The detail on the copy of the map is remarkable. The outlines of Africa, Europe and the Americas are instantly recognisable. It shows the Nile with two sources. The north-west passage appears to be free of ice. But the inaccuracies, also, are glaring. California is shown as an island; the British Isles do not appear at all. The distance from the Red Sea to the Mediterranean is ten times greater than it ought to be. Australia is in the wrong place (though cartographers no longer doubt that Australia and New Zealand were discovered by Chinese seamen centuries before Captain Cook arrived on the scene).
The commentary on the map, which seems to have been drawn from the original, is written in clear Chinese characters which can still be easily read. Of the west coast of America, the map says: ?The skin of the race in this area is black-red, and feathers are wrapped around their heads and waists.? Of the Australians, it reports: ?The skin of the aborigine is also black.
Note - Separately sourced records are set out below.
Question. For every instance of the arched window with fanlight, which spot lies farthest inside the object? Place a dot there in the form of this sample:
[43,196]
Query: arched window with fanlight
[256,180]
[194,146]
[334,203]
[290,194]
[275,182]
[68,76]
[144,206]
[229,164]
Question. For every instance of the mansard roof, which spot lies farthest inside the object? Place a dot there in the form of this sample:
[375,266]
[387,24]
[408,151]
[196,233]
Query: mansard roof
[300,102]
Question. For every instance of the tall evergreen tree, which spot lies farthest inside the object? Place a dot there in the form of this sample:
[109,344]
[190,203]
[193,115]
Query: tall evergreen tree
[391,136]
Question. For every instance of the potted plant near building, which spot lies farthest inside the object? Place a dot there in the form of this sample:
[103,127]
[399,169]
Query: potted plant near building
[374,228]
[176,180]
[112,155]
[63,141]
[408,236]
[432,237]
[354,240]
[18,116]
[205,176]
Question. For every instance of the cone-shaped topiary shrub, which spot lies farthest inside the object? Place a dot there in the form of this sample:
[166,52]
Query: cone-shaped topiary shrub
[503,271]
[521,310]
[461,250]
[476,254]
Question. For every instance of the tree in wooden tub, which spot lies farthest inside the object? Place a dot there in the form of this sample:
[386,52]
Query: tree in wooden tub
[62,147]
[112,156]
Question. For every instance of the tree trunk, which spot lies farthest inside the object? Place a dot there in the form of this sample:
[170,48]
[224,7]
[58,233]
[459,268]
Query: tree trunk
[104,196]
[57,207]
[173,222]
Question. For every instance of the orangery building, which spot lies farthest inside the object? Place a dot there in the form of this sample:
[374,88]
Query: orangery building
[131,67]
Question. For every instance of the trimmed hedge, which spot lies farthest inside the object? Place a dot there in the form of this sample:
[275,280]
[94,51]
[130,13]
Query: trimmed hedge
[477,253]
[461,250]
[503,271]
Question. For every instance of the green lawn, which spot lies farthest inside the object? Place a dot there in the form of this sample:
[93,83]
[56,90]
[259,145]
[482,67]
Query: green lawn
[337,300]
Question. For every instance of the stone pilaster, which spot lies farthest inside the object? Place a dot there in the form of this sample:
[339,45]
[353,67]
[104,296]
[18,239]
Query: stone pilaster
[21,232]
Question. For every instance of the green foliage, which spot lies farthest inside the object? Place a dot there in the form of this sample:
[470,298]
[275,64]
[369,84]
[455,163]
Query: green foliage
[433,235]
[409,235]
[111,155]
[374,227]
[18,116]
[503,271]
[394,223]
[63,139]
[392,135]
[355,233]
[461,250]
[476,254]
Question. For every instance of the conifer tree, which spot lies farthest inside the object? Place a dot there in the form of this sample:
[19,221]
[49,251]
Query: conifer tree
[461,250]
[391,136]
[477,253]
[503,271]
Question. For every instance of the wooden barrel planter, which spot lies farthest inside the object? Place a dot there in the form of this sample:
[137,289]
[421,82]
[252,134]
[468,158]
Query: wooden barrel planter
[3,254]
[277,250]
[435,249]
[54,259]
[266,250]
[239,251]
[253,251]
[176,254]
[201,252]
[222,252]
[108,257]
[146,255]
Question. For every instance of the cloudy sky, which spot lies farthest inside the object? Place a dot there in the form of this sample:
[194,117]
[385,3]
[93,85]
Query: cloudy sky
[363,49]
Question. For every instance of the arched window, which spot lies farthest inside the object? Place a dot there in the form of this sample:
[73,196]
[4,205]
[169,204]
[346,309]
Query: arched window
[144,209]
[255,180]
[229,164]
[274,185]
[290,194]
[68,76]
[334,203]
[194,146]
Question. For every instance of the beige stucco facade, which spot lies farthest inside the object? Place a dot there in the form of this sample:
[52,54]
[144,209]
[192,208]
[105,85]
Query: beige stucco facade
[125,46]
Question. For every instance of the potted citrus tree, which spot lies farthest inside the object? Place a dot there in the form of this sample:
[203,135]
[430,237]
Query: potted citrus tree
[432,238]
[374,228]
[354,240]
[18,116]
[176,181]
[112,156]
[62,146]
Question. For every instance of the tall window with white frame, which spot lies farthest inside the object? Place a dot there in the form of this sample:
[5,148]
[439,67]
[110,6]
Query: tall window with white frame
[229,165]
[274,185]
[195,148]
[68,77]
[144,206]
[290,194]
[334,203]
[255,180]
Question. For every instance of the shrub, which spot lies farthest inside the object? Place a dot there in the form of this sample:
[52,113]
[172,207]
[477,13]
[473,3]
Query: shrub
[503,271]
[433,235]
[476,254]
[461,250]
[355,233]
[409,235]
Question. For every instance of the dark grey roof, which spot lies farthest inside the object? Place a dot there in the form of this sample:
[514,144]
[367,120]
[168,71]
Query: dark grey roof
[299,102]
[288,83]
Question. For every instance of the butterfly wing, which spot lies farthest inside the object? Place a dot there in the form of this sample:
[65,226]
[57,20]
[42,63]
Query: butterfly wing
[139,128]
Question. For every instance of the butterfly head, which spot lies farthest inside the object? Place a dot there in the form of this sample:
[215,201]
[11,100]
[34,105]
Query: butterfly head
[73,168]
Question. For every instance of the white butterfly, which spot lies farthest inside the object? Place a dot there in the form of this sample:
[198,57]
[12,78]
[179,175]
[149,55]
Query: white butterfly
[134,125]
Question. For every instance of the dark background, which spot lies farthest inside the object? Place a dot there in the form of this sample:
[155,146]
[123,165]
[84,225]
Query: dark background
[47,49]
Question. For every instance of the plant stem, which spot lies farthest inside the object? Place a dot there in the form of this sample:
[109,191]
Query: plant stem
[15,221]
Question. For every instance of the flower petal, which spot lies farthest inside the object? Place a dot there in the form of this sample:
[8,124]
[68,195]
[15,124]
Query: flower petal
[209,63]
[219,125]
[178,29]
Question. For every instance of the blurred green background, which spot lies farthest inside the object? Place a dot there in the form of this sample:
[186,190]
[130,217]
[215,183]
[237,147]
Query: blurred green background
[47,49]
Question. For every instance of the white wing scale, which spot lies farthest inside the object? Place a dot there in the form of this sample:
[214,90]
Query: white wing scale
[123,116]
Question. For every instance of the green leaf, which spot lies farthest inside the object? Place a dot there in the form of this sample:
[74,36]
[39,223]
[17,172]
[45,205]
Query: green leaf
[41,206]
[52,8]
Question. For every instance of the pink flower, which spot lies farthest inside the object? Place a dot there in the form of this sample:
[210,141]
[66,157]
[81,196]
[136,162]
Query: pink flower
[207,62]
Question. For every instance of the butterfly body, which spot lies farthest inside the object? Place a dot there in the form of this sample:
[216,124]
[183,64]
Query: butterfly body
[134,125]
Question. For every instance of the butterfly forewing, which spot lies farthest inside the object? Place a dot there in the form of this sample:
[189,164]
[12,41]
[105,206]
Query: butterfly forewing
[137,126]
All of them are naked and wearing bone articles around their waists.?

Know, that on the right hand of the Indies there is an island called California very close to the side of the Terrestrial Paradise; and it is peopled by black women, without any man among them, for they live in the manner of Amazons.This a famous excerpt from a 16th century romance novel Las Sergas de Esplandián which was written in 1510 by Garcia Ordoñez de Montalvo. It was from this fantasy island that the real California got its name and a for a very long time afterward, the penninsula was repeated mistaken for an island despite having been proven to be connected to the mainland as early as 1539.